One of the challenges in adopting CloudFront as your CDN is that it is not a premium service. It lacks many of the features and tools users have come to expect from more sophisticated offerings. But in return it has one compelling advantage: it is cheap.
So for those of you looking to gain the cost benefit of CloudFront and willing to invest a little sweat equity, here are some great lower level data sources you can leverage to fill feature gaps. These include:
- Billing Statement - The Amazon statement provides the basic information on charges, including usage dates, quantity, description and cost. This is available through the Billing & Cost Management section of the console, and also can be configured to automatically be delivered in an S3 bucket.

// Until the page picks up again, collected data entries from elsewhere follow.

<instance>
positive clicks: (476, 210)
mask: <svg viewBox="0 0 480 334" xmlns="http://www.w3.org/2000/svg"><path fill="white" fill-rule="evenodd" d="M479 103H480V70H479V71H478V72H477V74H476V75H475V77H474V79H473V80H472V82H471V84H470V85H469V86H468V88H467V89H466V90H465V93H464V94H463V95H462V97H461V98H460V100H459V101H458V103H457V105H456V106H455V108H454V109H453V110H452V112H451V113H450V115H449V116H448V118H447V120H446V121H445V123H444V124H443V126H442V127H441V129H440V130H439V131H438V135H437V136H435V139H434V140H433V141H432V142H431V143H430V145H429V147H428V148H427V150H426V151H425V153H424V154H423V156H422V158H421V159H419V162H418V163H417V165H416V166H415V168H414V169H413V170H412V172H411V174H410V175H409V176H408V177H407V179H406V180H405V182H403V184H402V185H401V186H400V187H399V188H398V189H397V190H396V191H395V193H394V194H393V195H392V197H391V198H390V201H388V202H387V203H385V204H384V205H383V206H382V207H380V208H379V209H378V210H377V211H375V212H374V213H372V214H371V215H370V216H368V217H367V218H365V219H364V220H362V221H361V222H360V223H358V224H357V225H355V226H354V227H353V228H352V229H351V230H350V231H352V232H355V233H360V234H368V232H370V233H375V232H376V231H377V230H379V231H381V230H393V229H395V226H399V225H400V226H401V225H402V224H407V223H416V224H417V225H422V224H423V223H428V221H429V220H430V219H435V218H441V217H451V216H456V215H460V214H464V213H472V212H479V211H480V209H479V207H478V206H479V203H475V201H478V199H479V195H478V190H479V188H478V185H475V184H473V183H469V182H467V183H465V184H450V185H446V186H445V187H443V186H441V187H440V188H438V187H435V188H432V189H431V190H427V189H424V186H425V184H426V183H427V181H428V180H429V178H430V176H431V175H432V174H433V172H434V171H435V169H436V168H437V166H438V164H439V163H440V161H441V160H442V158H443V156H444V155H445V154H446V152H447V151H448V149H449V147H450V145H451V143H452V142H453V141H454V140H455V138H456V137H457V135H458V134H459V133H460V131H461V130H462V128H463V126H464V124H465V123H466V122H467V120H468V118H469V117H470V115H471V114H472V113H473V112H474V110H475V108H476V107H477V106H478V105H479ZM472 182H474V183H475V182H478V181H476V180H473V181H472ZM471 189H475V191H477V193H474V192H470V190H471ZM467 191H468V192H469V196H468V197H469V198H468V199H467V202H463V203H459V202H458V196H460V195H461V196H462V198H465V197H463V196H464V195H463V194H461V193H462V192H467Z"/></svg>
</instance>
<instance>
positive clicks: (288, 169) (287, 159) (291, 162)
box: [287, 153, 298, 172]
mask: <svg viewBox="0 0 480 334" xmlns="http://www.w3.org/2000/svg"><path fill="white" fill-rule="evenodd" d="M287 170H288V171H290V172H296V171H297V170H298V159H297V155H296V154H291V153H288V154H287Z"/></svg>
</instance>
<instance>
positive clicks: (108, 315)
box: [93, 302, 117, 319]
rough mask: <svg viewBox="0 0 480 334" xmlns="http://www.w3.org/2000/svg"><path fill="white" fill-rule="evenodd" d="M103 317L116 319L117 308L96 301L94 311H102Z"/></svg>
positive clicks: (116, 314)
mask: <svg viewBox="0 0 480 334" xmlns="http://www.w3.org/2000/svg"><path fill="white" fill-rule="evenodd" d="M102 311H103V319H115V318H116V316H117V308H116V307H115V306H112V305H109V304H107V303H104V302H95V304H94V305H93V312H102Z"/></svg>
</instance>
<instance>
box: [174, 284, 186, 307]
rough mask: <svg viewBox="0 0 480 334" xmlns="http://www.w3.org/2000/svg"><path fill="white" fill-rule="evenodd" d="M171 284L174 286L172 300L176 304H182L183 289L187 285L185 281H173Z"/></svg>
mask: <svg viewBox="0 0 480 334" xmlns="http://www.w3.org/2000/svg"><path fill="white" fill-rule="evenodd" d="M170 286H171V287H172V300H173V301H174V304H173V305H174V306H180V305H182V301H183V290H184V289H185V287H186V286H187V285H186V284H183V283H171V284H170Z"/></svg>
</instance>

- Usage Reports - These reports provides detailed usage information on CloudFront on an hourly, daily or monthly basis.
- Usage Charts - Amazon makes available some basic usage charts, that can be configured to show information such as number of requests and data transferred on an hourly or daily basis.
- Detailed Billing Record (DBR) - This CSV report that can be configured to update into an S3 bucket provide detailed cost information. For CloudFront it provides all charges, and correlates these charges to specific distributions. This provides an authoritative list of all charges for CloudFront.
- Access Logs - This provides the richest set of data, including information on usage of edge locations, type of traffic, user agent, CNAME, referrer, and so on. I should note though that the access logs are a non-authoritative source, and so you should expect to have some data loss in the logs.